Los problemas, verlos, saber qué hacer, solucionarlos en suma, es de lo
más fácil que hay: quién no entiende que un borracho terminaría con su
problema simplemente dejando de beber. Es obvio.
Pero ahí está lo duro; en dejar de beber, en dejar de ver a esa persona,
o en no comer tanto, en hacer más ejercicio, o en cambiar de empleo,
casa, pareja, hábito, ciudad..., lo que es tan sencillo de ver y
comprender, es lo más complicado de hacer.
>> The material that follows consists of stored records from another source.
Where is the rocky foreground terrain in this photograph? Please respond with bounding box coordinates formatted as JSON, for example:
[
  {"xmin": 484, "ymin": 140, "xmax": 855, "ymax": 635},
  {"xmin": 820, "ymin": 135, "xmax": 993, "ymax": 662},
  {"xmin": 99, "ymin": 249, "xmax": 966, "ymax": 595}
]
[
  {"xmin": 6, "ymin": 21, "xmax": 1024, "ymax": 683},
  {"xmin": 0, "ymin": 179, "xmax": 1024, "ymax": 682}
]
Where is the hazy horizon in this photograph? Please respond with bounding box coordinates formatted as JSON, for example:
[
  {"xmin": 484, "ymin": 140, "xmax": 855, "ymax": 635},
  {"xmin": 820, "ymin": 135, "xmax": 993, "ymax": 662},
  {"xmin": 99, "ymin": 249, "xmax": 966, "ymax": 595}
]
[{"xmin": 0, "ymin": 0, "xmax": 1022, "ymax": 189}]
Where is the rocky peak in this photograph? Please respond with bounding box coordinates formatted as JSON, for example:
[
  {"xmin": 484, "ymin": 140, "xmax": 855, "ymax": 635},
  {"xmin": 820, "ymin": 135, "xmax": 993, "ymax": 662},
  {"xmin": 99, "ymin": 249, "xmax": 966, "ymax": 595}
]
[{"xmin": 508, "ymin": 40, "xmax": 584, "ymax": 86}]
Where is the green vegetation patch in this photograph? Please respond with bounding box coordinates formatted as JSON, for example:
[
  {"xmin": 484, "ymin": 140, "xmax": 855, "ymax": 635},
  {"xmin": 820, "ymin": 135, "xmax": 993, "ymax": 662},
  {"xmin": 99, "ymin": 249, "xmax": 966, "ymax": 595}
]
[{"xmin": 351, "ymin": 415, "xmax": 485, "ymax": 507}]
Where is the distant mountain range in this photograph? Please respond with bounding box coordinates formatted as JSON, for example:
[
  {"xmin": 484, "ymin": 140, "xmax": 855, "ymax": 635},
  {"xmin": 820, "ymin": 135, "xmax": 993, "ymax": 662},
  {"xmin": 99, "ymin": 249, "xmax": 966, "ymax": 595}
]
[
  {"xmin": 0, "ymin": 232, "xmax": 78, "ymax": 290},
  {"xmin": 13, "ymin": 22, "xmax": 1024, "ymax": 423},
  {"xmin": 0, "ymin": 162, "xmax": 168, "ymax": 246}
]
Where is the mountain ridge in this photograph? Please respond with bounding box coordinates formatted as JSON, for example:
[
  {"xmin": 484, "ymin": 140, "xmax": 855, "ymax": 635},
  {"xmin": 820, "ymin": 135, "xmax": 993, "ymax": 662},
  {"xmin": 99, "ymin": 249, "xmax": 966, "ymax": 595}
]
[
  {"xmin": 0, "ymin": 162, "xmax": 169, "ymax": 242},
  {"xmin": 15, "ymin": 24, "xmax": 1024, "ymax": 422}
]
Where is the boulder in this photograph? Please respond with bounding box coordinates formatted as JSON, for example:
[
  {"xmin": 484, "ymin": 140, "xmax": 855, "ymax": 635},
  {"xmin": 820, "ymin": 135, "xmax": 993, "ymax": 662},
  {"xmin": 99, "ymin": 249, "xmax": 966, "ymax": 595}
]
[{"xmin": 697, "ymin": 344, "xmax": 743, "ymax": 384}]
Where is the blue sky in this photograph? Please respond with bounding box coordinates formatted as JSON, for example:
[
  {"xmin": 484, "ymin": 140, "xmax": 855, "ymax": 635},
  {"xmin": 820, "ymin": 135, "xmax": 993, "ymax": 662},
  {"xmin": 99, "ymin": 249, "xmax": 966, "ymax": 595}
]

Ni el borracho deja de beber simplemente, ni se cambian hábitos ni se
dejan personas. Sabiéndolo, se sigue jugando, bebiendo, robando,
impostando, sufriendo con él o con ella, muriéndonos poco a poco
atrapados en nuestros propias trampas tan fáciles de ver, tan imposibles
de abandonar.
Y así vamos viviendo, muriendo, actuando contra nosotros mismos,
desajustando lo que se arreglaría con no mirar atrás, evitándolo,
comportándonos de modo opuesto. Pero nos aferramos a los recuerdos, al
instante de placer dudoso que nos ata, al yo erróneo. No sabemos
liberarnos de nuestra propia condena; la que nos encarcela en lo más
profundo de nosotros: la incapacidad de dejar atrás lo que nos impide ir
hacia adelante.
Somos la contradicción del propio deseo.